September 4, 2018 By David Bisson < 1 min read

According to a new digital trust report, 27 percent of business executives view security investments as having a negative return on investment (ROI).

Of these respondents, more than three-quarters said they had been involved in a publicly disclosed data breach in the past, according to “The Global State of Online Digital Trust Survey and Index 2018” by CA Technologies.

This finding led the report’s authors to conclude that “over one quarter of executives are tone deaf to modern security challenges and data breach implications, and have not learned from previous mistakes.” By comparison, just 7 percent of cybersecurity staffers said they believe security investments produce a negative ROI.

The Trickiest Metric in Security

ROI is a tricky subject in the context of information security. According to CSO Online, digital security investments don’t produce greater profits, but instead contribute to “loss prevention,” or greater savings in the event of a security incident. This suggests that increased revenues shouldn’t factor into organizations’ decisions on whether to invest in digital security.

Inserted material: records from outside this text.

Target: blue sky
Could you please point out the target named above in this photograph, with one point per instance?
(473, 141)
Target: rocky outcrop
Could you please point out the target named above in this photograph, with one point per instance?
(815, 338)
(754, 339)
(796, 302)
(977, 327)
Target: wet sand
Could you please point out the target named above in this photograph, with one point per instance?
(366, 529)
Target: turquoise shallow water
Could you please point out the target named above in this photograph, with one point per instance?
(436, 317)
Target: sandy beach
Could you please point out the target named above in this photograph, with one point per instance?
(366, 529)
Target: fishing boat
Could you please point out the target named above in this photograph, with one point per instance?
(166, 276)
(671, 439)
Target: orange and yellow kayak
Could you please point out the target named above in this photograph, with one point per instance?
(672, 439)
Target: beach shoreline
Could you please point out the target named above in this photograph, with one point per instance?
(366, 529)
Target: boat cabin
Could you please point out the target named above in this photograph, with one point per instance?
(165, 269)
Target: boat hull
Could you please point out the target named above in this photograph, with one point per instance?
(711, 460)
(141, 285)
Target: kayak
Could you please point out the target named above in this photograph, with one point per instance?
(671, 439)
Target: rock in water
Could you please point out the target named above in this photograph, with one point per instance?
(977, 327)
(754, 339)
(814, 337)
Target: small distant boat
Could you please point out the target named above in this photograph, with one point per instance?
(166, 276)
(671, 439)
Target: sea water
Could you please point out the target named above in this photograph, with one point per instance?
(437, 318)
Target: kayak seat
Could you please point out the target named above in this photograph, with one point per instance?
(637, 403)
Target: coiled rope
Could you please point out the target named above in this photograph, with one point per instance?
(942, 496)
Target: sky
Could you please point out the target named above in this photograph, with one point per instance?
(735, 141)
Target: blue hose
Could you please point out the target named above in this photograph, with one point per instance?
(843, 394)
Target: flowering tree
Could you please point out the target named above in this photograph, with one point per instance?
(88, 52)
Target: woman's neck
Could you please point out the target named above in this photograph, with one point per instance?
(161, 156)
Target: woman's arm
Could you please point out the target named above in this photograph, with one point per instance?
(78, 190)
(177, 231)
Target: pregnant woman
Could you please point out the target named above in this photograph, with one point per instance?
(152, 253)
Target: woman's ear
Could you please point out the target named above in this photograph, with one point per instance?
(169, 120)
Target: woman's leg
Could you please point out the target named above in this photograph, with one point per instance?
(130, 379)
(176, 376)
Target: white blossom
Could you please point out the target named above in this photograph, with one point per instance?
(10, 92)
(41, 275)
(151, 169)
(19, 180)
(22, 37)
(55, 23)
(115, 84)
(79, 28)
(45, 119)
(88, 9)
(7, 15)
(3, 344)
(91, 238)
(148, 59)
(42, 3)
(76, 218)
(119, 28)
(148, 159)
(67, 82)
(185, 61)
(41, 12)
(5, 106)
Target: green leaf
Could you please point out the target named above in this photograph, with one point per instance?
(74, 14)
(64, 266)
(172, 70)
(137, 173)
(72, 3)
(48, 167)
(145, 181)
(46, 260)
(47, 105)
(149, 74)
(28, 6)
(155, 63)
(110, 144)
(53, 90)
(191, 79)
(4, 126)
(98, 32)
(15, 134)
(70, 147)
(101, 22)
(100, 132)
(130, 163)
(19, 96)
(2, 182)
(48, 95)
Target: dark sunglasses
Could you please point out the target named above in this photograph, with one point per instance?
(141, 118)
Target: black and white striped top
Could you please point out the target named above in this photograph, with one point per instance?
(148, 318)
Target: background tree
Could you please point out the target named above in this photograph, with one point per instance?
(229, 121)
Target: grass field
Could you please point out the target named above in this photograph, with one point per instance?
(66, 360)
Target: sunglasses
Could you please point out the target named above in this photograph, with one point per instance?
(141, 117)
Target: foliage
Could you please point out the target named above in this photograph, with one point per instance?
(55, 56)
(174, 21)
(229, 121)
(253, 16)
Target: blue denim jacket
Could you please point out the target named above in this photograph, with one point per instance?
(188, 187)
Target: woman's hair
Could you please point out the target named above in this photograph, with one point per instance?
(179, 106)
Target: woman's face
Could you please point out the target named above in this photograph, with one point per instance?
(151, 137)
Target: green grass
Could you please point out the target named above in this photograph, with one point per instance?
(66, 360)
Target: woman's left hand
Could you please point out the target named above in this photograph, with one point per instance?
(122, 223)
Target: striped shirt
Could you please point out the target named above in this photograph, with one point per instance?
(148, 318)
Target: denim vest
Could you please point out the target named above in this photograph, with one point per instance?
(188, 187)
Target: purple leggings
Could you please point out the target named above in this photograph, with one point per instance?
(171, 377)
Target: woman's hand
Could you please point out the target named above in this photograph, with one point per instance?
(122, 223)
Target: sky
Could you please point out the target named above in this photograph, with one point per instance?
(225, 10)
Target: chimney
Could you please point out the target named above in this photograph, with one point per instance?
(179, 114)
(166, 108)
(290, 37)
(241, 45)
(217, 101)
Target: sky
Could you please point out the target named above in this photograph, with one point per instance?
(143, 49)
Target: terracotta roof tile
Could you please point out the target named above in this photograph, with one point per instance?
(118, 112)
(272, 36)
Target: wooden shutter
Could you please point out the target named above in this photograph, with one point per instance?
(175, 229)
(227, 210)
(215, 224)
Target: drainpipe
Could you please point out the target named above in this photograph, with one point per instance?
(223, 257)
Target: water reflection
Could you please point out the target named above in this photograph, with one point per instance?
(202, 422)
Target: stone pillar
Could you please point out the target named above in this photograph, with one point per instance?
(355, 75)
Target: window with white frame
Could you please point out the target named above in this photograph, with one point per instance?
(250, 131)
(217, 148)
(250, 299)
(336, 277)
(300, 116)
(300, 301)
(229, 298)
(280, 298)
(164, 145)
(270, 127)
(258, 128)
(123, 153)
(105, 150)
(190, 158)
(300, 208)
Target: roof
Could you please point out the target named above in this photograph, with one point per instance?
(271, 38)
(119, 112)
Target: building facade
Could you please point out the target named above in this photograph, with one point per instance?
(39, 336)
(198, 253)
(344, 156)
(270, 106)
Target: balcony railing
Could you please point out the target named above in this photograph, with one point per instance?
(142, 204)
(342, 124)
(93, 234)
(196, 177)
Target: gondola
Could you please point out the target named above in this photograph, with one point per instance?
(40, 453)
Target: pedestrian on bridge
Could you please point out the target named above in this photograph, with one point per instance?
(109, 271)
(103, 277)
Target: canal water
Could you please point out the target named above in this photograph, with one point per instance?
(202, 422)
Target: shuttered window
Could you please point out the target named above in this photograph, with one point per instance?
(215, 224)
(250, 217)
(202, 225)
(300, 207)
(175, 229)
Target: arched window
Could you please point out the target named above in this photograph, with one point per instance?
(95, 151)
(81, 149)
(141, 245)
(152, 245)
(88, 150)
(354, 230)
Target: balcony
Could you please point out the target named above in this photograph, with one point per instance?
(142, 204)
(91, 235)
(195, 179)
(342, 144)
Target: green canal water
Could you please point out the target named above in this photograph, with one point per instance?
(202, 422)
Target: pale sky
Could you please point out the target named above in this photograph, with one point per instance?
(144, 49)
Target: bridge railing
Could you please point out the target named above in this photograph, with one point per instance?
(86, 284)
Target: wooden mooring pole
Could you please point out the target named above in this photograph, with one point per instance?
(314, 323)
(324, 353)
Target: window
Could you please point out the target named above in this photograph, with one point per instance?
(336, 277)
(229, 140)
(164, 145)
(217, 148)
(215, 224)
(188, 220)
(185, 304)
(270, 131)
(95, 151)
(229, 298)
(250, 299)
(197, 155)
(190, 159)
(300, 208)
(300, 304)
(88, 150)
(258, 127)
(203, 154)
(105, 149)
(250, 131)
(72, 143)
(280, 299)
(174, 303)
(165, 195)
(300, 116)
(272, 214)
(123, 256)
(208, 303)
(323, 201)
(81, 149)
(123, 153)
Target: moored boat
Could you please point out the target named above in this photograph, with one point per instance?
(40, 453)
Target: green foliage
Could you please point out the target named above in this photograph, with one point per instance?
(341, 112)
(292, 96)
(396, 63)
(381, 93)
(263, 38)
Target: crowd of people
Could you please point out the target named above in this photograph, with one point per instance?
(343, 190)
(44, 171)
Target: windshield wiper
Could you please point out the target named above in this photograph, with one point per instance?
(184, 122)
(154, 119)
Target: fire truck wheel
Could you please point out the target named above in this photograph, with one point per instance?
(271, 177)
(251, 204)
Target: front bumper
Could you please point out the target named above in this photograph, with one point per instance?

Another CSO Online piece proposed that ROI is the wrong metric for evaluating the efficacy of a digital security program. Instead, executives and board members should focus on network defender first principles. To get to the heart of these principles, executives need to determine how network defenders should spend their time and what they hope to achieve.

How to Quantify the ROI of Security Investments

To quantify the ROI of their organizations’ security investments, chief information security officers (CISOs) should consider adopting a zero-trust approach and focusing on people, programs and technology to improve their data security posture. They should also take the lead in improving formal risk management processes that evaluate information assets and vulnerabilities.